2012/12/24

#596 オンタリオ州のサブリナ法

朝日新聞(12/22)の記事から…

 「給食後、小5女児死亡 食物アレルギーか」

東京都調布市立富士見台小学校で12/20に、給食を食べた直後に小学5年生の女子児童(11歳)が体調を崩し、搬送先の病院で死亡した…とのことです。死因はアレルギーで起きるアナフィラキシーショックの疑いがあるそうです。…何よりもまず、ご冥福をお祈り申し上げます。

…この事故の記事を読み、2012年の大仕事の一つであった「海外派遣プログラム(SA)」の諸準備を通じて知ったカナダ・オンタリオ州の「サブリナ法」のことを思い出しました。…何となく気になっていましたので、カナダ現地調査中(10/29-11/9)のオンタリオ州教育省へのヒアリングの際に、担当者にその州法に関する質問していました。

…オタワ川沿いのペンブローク(Pembroke)にある中学校に通っていたサブリナ・シャノン(Sabrina Shannon)さん(13歳)が、学校のカフェテリアでのランチで“フライドポテト”を食べた後、発作を起こし、病院に搬送されたが不幸にも亡くなられた…という事故がありました。…サブリナさんは自分がフードアレルギーであることを理解しており、エピペン(自己注射用キット)を携行し、摂取する食品の成分についても常に配慮していたようです。…では、なぜ…

原因はフライドポテトを盛るために使ったトングにありました。…“プーティン(poutine)”という薄いクレープにフライドポテトを乗せ、その上にチーズを乗せ、肉汁で作ったソースをかけた(仏系カナダ人の好む)料理を盛るのに使っていたトングでフライドポテトを盛って(盛られて?)しまったようです。…サブリナさんは凝乳?アレルギー(allergic to the curds)でした。…トングに付着していたチーズがサブリナさんの口に入ってしまったようです。

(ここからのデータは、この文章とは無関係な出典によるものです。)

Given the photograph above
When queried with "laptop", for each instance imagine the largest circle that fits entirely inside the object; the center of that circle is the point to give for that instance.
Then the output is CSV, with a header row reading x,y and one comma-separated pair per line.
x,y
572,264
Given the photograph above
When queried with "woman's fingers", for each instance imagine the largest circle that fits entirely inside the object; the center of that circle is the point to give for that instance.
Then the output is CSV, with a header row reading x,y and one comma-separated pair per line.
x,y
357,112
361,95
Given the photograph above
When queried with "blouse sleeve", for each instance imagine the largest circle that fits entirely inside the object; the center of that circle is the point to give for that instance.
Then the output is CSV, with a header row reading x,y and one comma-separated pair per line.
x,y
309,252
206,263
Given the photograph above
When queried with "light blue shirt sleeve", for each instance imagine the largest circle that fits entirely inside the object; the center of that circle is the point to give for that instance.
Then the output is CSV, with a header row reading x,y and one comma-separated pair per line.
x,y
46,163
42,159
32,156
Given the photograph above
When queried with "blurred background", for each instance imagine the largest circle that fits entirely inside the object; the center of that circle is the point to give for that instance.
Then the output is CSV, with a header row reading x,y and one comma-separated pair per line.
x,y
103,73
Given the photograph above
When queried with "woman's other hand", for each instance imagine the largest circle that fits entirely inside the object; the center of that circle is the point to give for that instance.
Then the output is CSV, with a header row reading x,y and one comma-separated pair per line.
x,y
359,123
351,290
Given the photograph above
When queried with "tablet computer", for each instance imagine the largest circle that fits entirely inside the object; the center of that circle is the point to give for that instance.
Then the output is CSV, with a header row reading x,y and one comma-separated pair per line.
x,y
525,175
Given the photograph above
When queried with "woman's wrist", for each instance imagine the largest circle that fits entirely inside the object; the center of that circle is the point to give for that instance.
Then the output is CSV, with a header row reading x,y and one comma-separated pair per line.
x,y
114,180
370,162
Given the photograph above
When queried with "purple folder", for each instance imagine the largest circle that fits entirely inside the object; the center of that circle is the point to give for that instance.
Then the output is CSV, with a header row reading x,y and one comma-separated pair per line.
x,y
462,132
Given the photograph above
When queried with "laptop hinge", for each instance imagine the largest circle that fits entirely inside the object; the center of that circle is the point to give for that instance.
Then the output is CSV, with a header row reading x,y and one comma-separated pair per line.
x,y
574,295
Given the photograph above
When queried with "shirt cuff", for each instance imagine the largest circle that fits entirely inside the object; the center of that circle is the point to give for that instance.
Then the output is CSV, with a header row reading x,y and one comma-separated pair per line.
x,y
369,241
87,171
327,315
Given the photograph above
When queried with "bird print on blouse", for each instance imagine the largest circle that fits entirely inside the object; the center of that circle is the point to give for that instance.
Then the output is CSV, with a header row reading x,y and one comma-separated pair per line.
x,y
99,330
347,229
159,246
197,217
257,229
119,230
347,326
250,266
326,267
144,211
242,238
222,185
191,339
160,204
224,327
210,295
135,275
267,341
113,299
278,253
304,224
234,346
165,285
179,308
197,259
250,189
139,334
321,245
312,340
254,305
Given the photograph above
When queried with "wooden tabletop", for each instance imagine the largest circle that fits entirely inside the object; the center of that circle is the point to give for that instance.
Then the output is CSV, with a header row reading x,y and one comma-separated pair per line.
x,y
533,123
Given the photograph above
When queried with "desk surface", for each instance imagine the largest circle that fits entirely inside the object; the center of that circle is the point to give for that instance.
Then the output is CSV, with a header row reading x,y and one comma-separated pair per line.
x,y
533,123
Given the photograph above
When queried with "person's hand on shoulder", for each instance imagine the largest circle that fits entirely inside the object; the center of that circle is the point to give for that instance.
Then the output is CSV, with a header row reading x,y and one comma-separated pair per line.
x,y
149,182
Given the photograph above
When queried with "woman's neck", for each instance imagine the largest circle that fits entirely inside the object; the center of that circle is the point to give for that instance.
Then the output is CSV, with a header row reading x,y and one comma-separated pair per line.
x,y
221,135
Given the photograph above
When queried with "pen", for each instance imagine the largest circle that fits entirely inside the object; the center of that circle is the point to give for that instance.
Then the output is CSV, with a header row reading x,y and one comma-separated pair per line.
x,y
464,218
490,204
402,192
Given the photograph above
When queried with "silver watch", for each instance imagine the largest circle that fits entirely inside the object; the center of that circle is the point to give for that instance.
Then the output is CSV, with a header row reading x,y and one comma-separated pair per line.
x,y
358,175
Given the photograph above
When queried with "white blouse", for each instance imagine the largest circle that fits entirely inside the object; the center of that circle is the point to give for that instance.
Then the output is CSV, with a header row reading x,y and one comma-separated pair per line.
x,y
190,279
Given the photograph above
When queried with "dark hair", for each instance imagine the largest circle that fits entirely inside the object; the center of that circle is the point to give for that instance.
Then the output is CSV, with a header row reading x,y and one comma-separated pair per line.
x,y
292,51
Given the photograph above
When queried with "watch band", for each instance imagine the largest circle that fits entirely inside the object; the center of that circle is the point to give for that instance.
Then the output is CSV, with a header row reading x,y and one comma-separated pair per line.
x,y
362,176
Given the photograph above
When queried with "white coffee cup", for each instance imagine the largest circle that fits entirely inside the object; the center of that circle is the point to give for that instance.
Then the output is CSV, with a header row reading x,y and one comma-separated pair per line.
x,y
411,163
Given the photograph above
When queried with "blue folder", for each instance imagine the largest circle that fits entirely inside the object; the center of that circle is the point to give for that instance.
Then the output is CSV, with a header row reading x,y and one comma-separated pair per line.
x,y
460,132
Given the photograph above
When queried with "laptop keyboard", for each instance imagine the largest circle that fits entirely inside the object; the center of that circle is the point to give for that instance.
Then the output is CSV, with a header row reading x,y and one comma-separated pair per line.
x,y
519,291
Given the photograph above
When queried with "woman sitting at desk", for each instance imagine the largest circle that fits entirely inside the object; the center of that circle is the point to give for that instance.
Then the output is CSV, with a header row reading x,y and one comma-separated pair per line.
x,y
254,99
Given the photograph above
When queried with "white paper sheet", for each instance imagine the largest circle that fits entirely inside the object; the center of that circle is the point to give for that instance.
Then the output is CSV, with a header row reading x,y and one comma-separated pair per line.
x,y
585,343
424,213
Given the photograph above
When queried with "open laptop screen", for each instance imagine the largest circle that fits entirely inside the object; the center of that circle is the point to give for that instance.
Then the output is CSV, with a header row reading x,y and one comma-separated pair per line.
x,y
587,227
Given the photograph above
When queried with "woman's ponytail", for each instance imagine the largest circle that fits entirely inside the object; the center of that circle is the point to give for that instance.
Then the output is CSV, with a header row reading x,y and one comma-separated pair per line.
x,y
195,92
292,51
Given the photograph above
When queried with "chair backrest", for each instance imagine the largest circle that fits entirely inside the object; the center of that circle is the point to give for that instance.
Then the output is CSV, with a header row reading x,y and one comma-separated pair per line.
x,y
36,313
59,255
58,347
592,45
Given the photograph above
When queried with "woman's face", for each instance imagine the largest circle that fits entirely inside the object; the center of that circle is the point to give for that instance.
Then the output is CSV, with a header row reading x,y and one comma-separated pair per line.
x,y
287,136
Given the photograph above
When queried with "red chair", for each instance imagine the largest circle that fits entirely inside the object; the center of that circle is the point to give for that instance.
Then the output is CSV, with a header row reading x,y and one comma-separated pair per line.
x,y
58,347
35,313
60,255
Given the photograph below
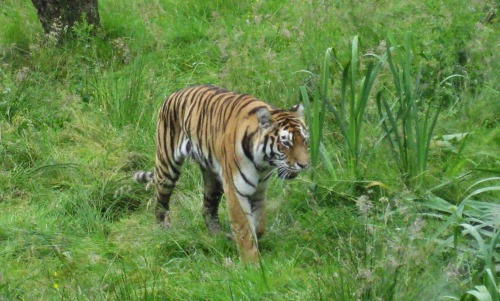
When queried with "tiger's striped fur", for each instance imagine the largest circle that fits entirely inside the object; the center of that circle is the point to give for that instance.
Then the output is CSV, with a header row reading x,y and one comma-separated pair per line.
x,y
238,141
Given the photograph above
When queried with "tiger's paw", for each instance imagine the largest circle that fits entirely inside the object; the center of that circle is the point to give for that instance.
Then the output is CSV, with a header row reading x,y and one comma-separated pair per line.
x,y
163,219
229,235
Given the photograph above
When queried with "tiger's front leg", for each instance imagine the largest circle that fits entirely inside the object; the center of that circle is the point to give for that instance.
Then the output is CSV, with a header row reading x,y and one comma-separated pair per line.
x,y
242,224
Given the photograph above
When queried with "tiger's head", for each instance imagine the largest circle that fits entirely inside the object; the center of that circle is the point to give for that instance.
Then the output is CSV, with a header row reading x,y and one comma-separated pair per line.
x,y
285,141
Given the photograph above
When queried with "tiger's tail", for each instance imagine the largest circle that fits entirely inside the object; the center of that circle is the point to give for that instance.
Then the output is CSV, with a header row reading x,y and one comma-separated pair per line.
x,y
145,177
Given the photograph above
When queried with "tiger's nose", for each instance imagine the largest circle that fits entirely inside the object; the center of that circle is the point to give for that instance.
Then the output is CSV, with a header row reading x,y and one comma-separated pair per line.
x,y
303,165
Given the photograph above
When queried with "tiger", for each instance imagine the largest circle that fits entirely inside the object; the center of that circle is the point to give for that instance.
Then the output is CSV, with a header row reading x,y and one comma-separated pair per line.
x,y
238,141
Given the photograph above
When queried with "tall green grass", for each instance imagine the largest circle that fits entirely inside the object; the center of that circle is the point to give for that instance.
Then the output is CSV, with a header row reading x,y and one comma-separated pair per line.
x,y
407,124
348,111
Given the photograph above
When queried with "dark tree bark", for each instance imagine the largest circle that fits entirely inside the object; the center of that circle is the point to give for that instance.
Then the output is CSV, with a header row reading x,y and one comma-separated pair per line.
x,y
58,16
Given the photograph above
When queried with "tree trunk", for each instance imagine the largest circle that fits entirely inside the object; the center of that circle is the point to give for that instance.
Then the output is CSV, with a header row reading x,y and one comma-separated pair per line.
x,y
58,16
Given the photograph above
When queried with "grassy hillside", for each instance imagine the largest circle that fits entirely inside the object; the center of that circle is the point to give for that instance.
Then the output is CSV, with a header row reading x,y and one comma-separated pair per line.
x,y
402,202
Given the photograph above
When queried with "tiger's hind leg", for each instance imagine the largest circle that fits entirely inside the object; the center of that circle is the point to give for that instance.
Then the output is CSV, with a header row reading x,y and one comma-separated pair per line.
x,y
211,200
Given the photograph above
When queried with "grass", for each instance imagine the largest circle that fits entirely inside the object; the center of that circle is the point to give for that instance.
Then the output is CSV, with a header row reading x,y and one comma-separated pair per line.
x,y
76,120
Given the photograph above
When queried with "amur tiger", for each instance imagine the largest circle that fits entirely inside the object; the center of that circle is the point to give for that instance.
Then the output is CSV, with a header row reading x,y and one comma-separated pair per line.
x,y
238,141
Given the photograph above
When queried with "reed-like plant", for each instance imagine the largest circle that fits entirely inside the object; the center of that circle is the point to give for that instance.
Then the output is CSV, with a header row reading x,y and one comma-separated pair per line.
x,y
349,111
315,113
407,125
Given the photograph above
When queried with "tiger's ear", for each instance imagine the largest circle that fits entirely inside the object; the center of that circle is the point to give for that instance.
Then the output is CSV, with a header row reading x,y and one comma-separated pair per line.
x,y
264,117
298,110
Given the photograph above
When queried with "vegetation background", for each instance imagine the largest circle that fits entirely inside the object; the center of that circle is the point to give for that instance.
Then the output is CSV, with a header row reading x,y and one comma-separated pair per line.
x,y
402,202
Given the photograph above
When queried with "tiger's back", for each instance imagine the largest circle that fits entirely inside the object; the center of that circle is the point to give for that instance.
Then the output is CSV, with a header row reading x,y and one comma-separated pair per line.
x,y
237,141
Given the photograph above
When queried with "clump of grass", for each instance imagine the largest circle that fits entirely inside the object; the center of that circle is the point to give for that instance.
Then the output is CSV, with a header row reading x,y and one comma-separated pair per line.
x,y
408,127
348,111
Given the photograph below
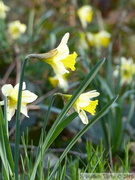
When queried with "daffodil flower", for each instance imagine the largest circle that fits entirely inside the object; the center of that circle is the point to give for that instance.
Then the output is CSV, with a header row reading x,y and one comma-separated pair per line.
x,y
85,13
102,39
126,70
15,29
12,97
84,103
55,82
59,58
3,9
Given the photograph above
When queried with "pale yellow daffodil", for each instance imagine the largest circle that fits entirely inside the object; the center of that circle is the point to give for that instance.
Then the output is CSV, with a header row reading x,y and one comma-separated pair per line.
x,y
15,29
85,14
55,82
102,39
59,58
84,103
12,96
126,69
3,9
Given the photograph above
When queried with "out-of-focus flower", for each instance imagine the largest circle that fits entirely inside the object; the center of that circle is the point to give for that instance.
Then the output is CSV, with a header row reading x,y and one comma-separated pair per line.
x,y
59,58
91,38
85,14
55,82
102,39
84,103
15,29
3,9
12,98
126,69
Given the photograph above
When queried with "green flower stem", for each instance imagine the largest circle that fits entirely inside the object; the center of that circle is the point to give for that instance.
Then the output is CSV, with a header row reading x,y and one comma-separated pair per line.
x,y
5,114
17,132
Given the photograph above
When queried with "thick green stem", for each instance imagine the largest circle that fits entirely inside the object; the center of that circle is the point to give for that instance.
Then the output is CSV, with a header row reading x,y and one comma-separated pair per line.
x,y
17,132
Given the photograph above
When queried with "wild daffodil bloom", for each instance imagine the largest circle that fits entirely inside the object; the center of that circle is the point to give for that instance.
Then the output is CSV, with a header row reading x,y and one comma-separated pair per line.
x,y
55,82
102,39
126,70
12,97
3,9
15,29
85,14
84,103
59,58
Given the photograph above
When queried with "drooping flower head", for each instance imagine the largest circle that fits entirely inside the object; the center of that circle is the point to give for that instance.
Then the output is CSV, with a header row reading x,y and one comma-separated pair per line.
x,y
127,69
55,82
59,58
15,29
84,103
12,98
102,39
85,14
3,9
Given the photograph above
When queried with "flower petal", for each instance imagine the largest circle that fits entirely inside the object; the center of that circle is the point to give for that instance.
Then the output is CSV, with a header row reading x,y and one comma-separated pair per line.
x,y
1,103
24,110
90,94
64,39
69,61
91,107
83,116
63,50
28,97
7,89
17,86
10,113
59,68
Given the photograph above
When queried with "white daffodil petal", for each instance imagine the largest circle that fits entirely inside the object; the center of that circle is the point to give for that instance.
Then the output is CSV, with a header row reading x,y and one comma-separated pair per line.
x,y
10,113
63,50
24,110
1,103
83,101
17,86
28,97
83,116
59,68
90,94
64,39
7,89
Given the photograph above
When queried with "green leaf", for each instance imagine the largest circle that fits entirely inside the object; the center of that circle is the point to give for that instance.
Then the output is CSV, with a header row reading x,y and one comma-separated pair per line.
x,y
97,116
69,104
5,150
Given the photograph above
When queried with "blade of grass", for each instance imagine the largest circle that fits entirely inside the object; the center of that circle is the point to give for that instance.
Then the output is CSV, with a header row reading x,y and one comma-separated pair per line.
x,y
60,127
77,93
97,116
5,150
17,132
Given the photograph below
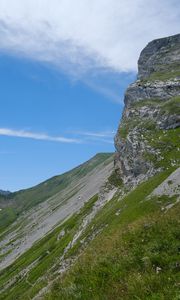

2003年9月30日に最愛の娘を失ったシャノン夫婦らは、同じような悲しみが二度と学校で起きてほしくないという思いから活動を始め、政府、議員等に働きかけを行ったようです。…そして、オンタリオ州の法律として2005年6月13日に成立し、2006年1月1日に施行されたのが「アナフィラキシーの児童・生徒を守るための法律(An Act to Protect Anaphylactic Pupils)」です。…同法はオンタリオ州の全ての教育委員会が学校におけるアナフィラキシーに取り組むための指針または手続きをもつことを保証しています。…そして、同法の略称については、「サブリナ法(Sabrina's Law, 2005)」として規定されました。